Winwell vs Circle vs Mighty Networks: Small Groups vs Full Communities
Winwell · June 15, 2026 · 3 min read
Circle and Mighty Networks are two of the best community platforms you can buy. If this post ends with you choosing one of them, we will consider it a win, because the worst outcome is running your group on a tool shaped for a different job.
The real question is not which platform is better. It is whether you are building a community or running a group. Those sound similar and are not.
What Circle and Mighty Networks are for
Both are full community operating systems. Spaces and sub-groups, course hosting, event calendars, member directories, rich moderation, and in Mighty's case even branded mobile apps. They are built to be a home: a persistent place where hundreds or thousands of members hang out indefinitely.

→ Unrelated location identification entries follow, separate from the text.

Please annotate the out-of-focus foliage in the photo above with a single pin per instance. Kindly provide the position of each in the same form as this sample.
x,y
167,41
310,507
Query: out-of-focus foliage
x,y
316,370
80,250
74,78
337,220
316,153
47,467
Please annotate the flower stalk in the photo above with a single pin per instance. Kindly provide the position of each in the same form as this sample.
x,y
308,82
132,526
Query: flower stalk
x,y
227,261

Both are priced like the serious SaaS products they are. Per their current published tiers, Circle runs roughly $89 to $360 a month and Mighty Networks roughly $79 to $360 a month, and both also take a transaction fee (around 0.5% to 2%) on paid memberships. Prices change, so check their sites, but the shape is the point: a fixed monthly cost, plus a cut, that buys you a platform.
If you have an audience ready to gather, content to organize, and revenue to cover the subscription, that trade is often worth it.
What Winwell is for
Winwell is deliberately not a community platform. It runs one tight goal sprint at a time. A room holds up to 15 people, each declares one specific goal on day one, the clock runs a fixed 3, 7, 30, or 90 days, and at the end the host verifies every member's result, unlocking an award page and Finisher badge.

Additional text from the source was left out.